Я не выдержал, купил билет на самый дешевый плацкарт и уже вечером в субботу был в Минске, заранее предупредив ее о моем приезде. На последние деньги купил букет цветов и отправился к ней. Было девять вчера, и я просто умирал с голоду, так как позавтракал еще рано утром в Москве, а потом в вагоне чувствовал запахи вареных яичек, лука и различных колбас, которые в большом количестве поедали мои соседи. Я еще подумал, что в прежние времена соседи обычно делились своими запасами. Увы, все быстро менялось, и далеко не к лучшему. Каждый лопал свой бутерброд, даже не думая поделиться им с соседом.

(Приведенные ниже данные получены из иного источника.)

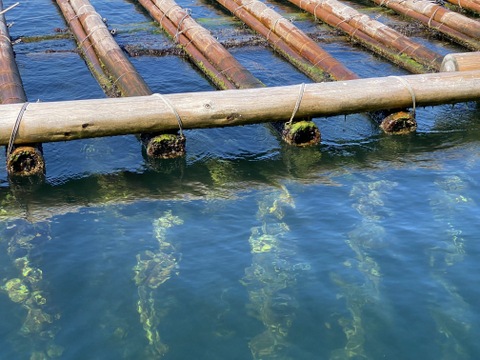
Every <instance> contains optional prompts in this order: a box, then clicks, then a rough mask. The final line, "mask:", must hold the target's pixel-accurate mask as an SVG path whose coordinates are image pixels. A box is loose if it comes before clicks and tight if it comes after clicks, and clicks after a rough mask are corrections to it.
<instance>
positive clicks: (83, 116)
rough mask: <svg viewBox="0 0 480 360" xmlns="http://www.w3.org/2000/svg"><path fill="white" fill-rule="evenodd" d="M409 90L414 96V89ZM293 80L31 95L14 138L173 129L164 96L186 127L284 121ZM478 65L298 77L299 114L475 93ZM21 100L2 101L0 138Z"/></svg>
mask: <svg viewBox="0 0 480 360" xmlns="http://www.w3.org/2000/svg"><path fill="white" fill-rule="evenodd" d="M412 93H413V94H414V97H415V99H413V97H412ZM298 94H299V86H285V87H272V88H259V89H248V90H225V91H213V92H197V93H183V94H170V95H163V96H162V95H158V94H154V95H152V96H145V97H129V98H114V99H97V100H78V101H66V102H45V103H31V104H30V105H29V109H28V111H27V112H25V114H24V116H23V119H22V122H21V125H20V129H19V132H18V136H17V143H18V144H23V143H32V142H49V141H66V140H74V139H83V138H90V137H100V136H112V135H124V134H131V133H141V132H156V131H168V130H174V129H177V127H178V123H177V118H176V116H175V114H174V113H173V112H172V108H171V107H170V106H168V105H167V104H166V102H165V101H164V98H165V99H167V101H168V103H170V104H171V105H172V106H173V107H174V108H175V109H176V111H177V113H178V115H179V116H180V117H181V120H182V122H183V126H184V128H185V129H193V128H207V127H223V126H235V125H246V124H253V123H264V122H270V121H282V120H284V119H286V118H289V116H291V114H292V111H293V109H294V108H295V105H296V103H297V101H298V98H299V96H298ZM479 99H480V71H468V72H444V73H433V74H422V75H409V76H403V77H399V76H388V77H383V78H370V79H359V80H350V81H337V82H326V83H317V84H306V85H304V93H303V96H302V99H301V102H300V106H299V108H298V111H297V113H296V114H297V117H299V118H303V117H308V116H329V115H337V114H349V113H358V112H368V111H375V110H382V109H397V108H407V107H411V106H412V105H413V101H415V104H416V105H417V106H427V105H437V104H443V103H456V102H465V101H477V100H479ZM21 108H22V105H21V104H11V105H1V106H0V144H3V145H4V144H6V143H8V133H9V130H10V129H11V127H12V124H13V123H14V122H15V120H16V118H17V115H18V114H19V112H20V110H21Z"/></svg>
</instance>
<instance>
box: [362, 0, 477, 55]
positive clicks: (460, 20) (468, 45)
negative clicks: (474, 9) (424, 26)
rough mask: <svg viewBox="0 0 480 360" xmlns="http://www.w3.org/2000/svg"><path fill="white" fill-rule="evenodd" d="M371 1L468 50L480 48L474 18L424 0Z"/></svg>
mask: <svg viewBox="0 0 480 360" xmlns="http://www.w3.org/2000/svg"><path fill="white" fill-rule="evenodd" d="M371 1H373V2H374V3H375V4H377V5H379V6H385V7H387V8H389V9H392V10H393V11H395V12H397V13H399V14H402V15H405V16H407V17H410V18H412V19H415V20H417V21H419V22H421V23H422V24H423V25H425V26H427V27H428V28H431V29H433V30H435V31H437V32H439V33H441V34H443V35H445V36H446V37H448V38H450V39H451V40H453V41H455V42H456V43H458V44H460V45H462V46H464V47H466V48H468V49H470V50H476V51H478V50H480V36H479V31H480V30H479V29H480V22H478V21H476V20H473V19H470V18H468V17H466V16H463V15H461V14H458V13H456V12H454V11H448V10H447V9H445V8H443V7H442V6H441V5H438V4H436V3H434V2H431V1H426V0H388V1H385V0H371Z"/></svg>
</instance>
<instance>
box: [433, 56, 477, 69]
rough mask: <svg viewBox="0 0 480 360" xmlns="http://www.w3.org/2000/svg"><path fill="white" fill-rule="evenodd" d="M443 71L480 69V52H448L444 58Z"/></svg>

Мне было очень стыдно появляться перед Женей, не имея ни работы, ни денег. Но это было просто выше моих сил. Мне так хотелось увидеть ее, поговорить с ней, пообщаться. Поэтому и приехал сюда, рассчитывая уйти от нее ровно в одиннадцать, чтобы успеть на поезд, отходящий в Москву в двенадцать тридцать пять.
Когда я позвонил, Женя открыла сразу, словно стояла за дверью и ждала моего появления. Сегодня она была в длинной юбке и в свитере, а еще снова достаточно коротко постриглась. Когда она открыла дверь, я сначала поцеловал ей руку, а затем протянул букет, из-за которого остался без ужина. Все-таки мужчина не имеет права находиться в таком плачевном состоянии, в котором оказался я. Если у вас все в порядке со здоровьем, если вы достаточно сильны, чтобы не бояться даже обычной тяжелой работы, если вы хоть немного себя уважаете, вы просто обязаны зарабатывать деньги. Они на самом деле талоны на жизнь. Многие считают, что деньги – талоны на счастье, но это совсем не так. А вот жить без них сложно. Правда, в моем бедственном положении я отчасти не был виноват. У Маира появились могущественные конкуренты, которые ввозили теперь подержанные автомобили целыми трейлерами. И появился противник в лице государства, которое не собиралось позволять превращать страну в свалку старых автомобилей. Вот мы с Расимом и сидели без работы и без денег.